Document ID: chunk:federal_register_of_legislation:C2004A00898:clause:1_160apaaab:p1
Version: federal_register_of_legislation:C2004A00898
Segment Type: clause
Provision Reference: sch 1 cl 160APAAAB (pt 1/3)
Character Range: 108498–111375

160APAAAB  Non‑share dividends not frankable unless profits available

 (1) This section applies if:
 (a) a company pays a non‑share dividend; and
 (b) immediately before the payment, the available frankable profits of the company were less than the amount of the non‑share dividend.

 (2) If the available frankable profits of the company at the relevant time is nil or negative, the non‑share dividend:
 (a) is not frankable; and
 (b) is not a dividend to which paragraph 160AQF(1)(c), (1AA)(c) or (1AAA)(c) or 160AQFA(1)(c) or (2)(c) or section 160AQG applies.

Example: A company has no profits except profits from the revaluation of an asset. It pays a non‑share dividend to a non‑share equity holder.
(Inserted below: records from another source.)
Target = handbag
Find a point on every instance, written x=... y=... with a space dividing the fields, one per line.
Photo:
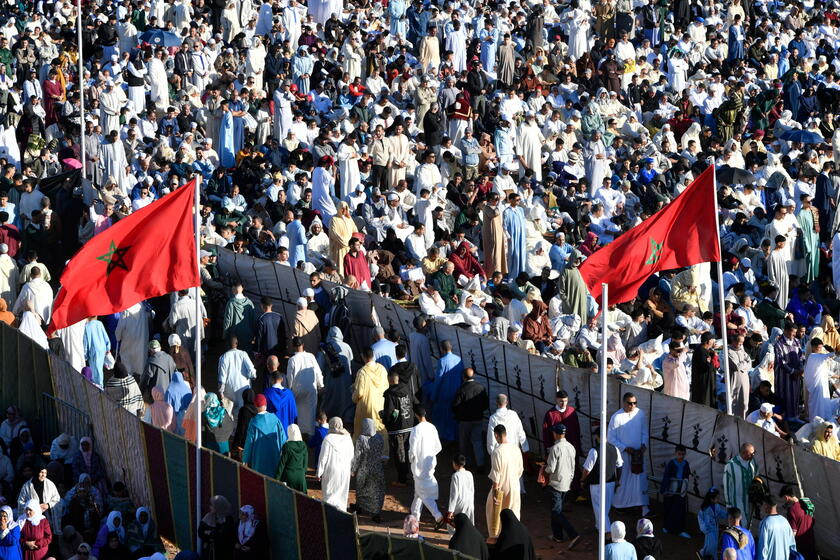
x=542 y=477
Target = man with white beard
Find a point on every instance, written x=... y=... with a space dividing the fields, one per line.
x=39 y=293
x=132 y=333
x=113 y=161
x=529 y=144
x=283 y=99
x=158 y=80
x=111 y=101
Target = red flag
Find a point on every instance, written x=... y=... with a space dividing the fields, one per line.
x=682 y=233
x=146 y=254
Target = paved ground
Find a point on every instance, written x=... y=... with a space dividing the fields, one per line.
x=536 y=507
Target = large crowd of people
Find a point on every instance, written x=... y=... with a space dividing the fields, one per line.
x=463 y=159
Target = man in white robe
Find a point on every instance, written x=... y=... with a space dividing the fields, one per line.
x=72 y=339
x=113 y=161
x=461 y=491
x=182 y=320
x=159 y=93
x=235 y=374
x=8 y=276
x=777 y=270
x=38 y=293
x=628 y=431
x=304 y=378
x=132 y=334
x=348 y=167
x=111 y=101
x=334 y=465
x=423 y=447
x=283 y=99
x=529 y=143
x=819 y=369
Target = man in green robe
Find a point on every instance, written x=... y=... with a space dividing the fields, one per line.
x=264 y=440
x=240 y=319
x=572 y=288
x=444 y=282
x=808 y=218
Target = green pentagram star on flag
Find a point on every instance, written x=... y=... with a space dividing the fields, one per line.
x=115 y=257
x=655 y=252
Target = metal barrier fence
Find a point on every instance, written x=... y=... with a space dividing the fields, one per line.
x=60 y=416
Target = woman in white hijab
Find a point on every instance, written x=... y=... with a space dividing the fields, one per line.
x=30 y=325
x=538 y=259
x=473 y=315
x=334 y=464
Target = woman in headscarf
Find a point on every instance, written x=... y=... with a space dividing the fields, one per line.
x=619 y=549
x=307 y=327
x=179 y=396
x=334 y=464
x=181 y=357
x=216 y=425
x=190 y=423
x=294 y=460
x=465 y=262
x=114 y=549
x=243 y=419
x=514 y=542
x=142 y=538
x=467 y=539
x=35 y=532
x=251 y=537
x=335 y=359
x=9 y=536
x=89 y=461
x=342 y=228
x=572 y=289
x=123 y=388
x=161 y=414
x=825 y=442
x=369 y=469
x=30 y=325
x=41 y=489
x=646 y=543
x=113 y=525
x=218 y=531
x=537 y=326
x=831 y=336
x=411 y=528
x=318 y=246
x=83 y=505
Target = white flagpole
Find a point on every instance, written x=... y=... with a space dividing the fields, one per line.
x=726 y=377
x=602 y=451
x=81 y=85
x=198 y=319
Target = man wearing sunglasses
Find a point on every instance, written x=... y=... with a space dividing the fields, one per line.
x=628 y=431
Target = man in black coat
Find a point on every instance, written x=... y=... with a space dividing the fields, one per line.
x=469 y=405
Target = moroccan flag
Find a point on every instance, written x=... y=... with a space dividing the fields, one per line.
x=682 y=233
x=146 y=254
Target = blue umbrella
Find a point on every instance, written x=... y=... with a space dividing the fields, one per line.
x=804 y=136
x=161 y=38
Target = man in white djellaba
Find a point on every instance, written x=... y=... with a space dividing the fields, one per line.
x=628 y=431
x=423 y=447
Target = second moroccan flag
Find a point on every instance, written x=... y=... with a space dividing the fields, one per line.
x=146 y=254
x=683 y=233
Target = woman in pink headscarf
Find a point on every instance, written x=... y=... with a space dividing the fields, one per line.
x=161 y=413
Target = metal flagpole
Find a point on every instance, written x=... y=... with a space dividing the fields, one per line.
x=726 y=377
x=602 y=451
x=198 y=325
x=81 y=81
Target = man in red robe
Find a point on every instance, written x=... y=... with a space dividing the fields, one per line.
x=355 y=264
x=564 y=414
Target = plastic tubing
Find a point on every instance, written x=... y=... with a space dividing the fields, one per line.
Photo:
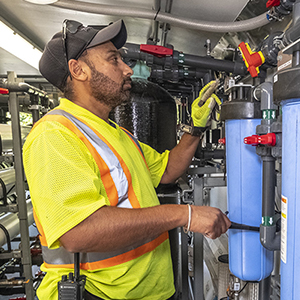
x=102 y=9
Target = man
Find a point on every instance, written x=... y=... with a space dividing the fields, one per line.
x=92 y=184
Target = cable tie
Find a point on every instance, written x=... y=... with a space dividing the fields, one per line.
x=156 y=14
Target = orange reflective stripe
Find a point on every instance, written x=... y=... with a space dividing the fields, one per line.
x=40 y=229
x=107 y=180
x=131 y=194
x=119 y=259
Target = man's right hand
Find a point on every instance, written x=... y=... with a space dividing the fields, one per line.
x=209 y=221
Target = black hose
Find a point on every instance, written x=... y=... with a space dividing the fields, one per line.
x=4 y=198
x=7 y=237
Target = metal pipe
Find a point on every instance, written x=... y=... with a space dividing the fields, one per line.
x=265 y=288
x=204 y=62
x=102 y=9
x=12 y=224
x=20 y=189
x=166 y=26
x=268 y=190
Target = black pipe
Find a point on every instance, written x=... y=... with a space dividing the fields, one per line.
x=7 y=237
x=132 y=51
x=4 y=198
x=268 y=187
x=265 y=288
x=210 y=63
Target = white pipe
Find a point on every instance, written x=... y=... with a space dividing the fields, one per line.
x=103 y=9
x=11 y=222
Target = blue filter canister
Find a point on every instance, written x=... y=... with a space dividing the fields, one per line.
x=248 y=259
x=290 y=210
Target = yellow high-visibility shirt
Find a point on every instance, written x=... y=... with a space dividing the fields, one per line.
x=66 y=187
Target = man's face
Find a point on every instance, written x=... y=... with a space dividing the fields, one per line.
x=110 y=81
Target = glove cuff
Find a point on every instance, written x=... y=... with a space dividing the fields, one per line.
x=192 y=130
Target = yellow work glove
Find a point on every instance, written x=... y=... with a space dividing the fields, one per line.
x=202 y=108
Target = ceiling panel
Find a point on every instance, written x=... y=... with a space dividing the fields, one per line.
x=39 y=22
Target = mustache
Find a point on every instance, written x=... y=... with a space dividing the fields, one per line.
x=127 y=80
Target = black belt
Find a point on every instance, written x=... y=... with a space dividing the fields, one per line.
x=89 y=296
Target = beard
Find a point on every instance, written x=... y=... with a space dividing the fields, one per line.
x=106 y=90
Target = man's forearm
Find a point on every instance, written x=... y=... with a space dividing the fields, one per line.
x=180 y=158
x=113 y=228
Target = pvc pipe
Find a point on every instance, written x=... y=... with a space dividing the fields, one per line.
x=11 y=222
x=102 y=9
x=132 y=51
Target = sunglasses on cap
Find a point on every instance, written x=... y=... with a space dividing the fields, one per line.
x=69 y=26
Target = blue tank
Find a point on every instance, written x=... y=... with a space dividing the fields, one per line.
x=248 y=259
x=290 y=210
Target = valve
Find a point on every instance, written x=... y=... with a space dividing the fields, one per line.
x=251 y=140
x=4 y=91
x=252 y=59
x=222 y=141
x=272 y=3
x=158 y=51
x=268 y=139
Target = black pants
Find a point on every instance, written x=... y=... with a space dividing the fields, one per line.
x=89 y=296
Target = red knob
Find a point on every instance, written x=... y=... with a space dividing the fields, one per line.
x=252 y=140
x=221 y=141
x=268 y=139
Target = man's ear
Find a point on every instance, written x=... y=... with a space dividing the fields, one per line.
x=78 y=69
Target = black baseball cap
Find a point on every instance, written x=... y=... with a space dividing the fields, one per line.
x=72 y=43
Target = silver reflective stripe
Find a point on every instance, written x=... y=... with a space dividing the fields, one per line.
x=107 y=155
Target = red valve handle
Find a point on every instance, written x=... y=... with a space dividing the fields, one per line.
x=252 y=59
x=272 y=3
x=4 y=91
x=267 y=139
x=251 y=140
x=158 y=51
x=222 y=141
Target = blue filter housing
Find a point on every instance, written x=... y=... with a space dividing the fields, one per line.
x=290 y=211
x=248 y=259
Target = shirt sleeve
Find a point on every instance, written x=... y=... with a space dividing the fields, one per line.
x=64 y=180
x=157 y=162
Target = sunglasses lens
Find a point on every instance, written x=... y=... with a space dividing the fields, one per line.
x=73 y=26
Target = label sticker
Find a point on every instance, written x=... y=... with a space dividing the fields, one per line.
x=283 y=249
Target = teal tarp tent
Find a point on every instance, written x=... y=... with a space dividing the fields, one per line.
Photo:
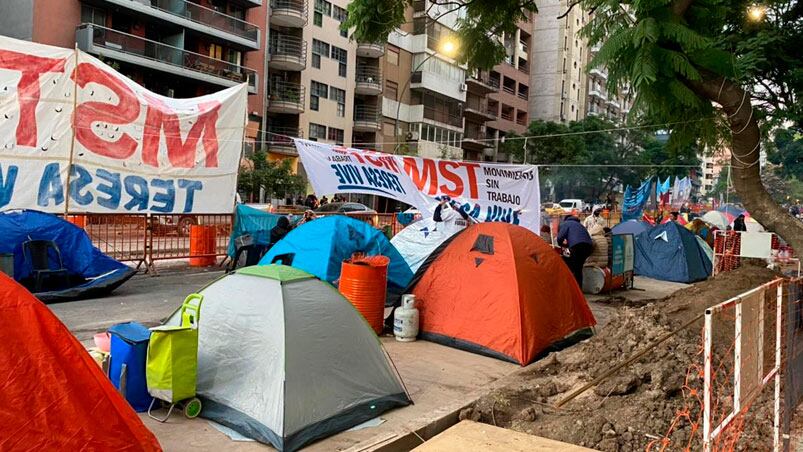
x=670 y=252
x=320 y=246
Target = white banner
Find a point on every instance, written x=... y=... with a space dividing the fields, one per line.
x=485 y=191
x=131 y=150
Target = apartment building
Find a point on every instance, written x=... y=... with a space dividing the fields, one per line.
x=425 y=90
x=558 y=79
x=509 y=103
x=601 y=102
x=321 y=85
x=177 y=48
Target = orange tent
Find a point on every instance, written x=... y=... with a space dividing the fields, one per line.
x=53 y=396
x=499 y=290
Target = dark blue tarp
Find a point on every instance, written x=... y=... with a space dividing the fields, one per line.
x=634 y=227
x=91 y=273
x=320 y=246
x=670 y=252
x=255 y=222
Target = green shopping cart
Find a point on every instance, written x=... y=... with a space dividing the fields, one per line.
x=172 y=365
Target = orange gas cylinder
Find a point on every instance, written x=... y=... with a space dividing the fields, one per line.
x=202 y=246
x=363 y=281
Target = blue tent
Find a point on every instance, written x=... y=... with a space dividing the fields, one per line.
x=670 y=252
x=255 y=222
x=634 y=227
x=90 y=273
x=320 y=246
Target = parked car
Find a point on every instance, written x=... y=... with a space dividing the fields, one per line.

The non‑share dividend is not a frankable dividend because the company's available frankable profits at the time of payment is nil.
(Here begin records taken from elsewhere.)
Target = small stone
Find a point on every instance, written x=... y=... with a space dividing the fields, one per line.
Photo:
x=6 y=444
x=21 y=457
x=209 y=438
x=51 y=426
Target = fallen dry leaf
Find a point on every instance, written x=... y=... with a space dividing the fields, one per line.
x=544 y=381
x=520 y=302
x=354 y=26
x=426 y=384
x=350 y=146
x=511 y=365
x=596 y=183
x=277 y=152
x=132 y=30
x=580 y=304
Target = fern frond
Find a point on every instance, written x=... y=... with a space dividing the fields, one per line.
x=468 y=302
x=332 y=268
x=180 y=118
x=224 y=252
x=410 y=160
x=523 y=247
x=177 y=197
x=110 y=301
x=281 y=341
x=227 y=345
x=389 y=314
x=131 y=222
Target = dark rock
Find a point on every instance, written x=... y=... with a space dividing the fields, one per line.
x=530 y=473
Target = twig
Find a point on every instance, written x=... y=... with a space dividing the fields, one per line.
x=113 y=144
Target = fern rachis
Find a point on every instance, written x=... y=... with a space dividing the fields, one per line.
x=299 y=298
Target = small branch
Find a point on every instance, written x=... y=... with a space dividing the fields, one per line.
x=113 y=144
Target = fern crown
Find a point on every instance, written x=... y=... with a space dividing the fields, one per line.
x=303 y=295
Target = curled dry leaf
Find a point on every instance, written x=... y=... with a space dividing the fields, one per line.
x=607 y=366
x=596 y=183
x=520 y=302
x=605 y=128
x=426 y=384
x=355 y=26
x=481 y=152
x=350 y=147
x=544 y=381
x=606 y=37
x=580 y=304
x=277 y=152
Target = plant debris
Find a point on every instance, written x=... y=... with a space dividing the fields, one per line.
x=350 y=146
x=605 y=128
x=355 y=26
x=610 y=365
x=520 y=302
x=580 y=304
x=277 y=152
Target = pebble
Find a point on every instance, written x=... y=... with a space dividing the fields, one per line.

 Note that dividends from asset revaluation reserves are not frankable because of paragraph (g) of the definition of frankable dividend in section 160APA.
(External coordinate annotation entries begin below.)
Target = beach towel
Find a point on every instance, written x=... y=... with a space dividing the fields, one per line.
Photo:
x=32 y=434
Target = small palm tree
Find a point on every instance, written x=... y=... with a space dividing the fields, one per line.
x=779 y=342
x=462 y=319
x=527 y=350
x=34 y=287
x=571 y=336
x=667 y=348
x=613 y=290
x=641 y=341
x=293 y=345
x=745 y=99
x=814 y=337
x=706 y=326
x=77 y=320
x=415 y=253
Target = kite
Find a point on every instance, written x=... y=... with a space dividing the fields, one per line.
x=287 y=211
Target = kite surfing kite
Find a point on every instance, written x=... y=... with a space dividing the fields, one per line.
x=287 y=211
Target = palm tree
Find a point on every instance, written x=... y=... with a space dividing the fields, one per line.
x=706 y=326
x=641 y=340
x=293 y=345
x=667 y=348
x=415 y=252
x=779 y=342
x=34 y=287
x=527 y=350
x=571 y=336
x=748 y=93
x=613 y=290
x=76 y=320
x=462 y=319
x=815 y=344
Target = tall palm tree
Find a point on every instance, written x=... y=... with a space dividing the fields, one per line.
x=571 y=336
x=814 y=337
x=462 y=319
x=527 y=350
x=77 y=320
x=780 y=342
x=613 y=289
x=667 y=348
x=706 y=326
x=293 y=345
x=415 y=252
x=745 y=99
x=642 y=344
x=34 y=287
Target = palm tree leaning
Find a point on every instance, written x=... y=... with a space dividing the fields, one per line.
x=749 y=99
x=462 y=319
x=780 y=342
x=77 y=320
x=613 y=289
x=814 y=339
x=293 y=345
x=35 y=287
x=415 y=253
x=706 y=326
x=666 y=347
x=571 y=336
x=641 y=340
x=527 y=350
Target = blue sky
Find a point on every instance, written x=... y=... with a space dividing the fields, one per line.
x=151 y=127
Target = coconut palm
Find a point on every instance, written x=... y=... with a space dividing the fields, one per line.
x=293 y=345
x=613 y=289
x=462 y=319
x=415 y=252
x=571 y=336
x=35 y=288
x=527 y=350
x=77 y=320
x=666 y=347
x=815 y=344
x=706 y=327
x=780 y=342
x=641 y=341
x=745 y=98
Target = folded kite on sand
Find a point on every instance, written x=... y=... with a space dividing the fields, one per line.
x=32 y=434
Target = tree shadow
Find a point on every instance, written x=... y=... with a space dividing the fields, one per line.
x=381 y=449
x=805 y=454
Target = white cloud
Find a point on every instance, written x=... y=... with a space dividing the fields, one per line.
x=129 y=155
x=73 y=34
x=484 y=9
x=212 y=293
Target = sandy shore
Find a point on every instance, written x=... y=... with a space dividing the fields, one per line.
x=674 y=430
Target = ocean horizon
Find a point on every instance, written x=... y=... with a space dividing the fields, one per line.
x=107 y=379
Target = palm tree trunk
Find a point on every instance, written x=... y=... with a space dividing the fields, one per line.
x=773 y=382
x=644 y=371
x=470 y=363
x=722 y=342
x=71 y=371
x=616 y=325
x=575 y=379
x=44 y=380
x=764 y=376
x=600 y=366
 (3) In any other case, the non‑share dividend (the original dividend) is taken, for the purposes of the relevant provisions, to consist of 2 separate non‑share dividends:
 (a) a non‑share dividend that is a frankable non‑share dividend; and
 (b) a non‑share dividend that:
 (i) is not a frankable non‑share dividend; and
 (ii) is not a dividend to which paragraph 160AQF(1)(c), (1AA)(c) or (1AAA)(c) or 160AQFA(1)(c) or (2)(c) or section 160AQG applies.
The relevant provisions are sections 45Z to 46M, this Part and any other provision of this Act whose operation depends on this Part.

 (4) The amount of the non‑share dividend referred to in paragraph (3)(a) is equal to the available frankable profits.

 (5) The amount of the non‑share dividend referred to in paragraph (3)(b) is the difference between the original dividend and the frankable dividend referred to in paragraph (3)(a).

 (6) A company that pays a non‑share dividend may anticipate available frankable profits if:
 (a) the company:
 (i) has announced the payment of; or
 (ii) is committed or has resolved (formally or informally) to pay;
  share dividends (the committed share dividends) after payment of the non‑share dividend; and
 (b) but for this subsection, subsection (2) or (3) would apply to the non‑share dividend mentioned in paragraph (a); and
 (c) the company's available frankable profits would be greater than nil at the relevant time if the committed share dividends were ignored; and
 (d) it is reasonable to expect that available profits will arise after payment of the non‑share dividend and before payment of the committed share dividends.
The available frankable profits immediately before the company pays the non‑share dividend are then the amount estimated by the company having regard to the expected profits referred to in paragraph (c).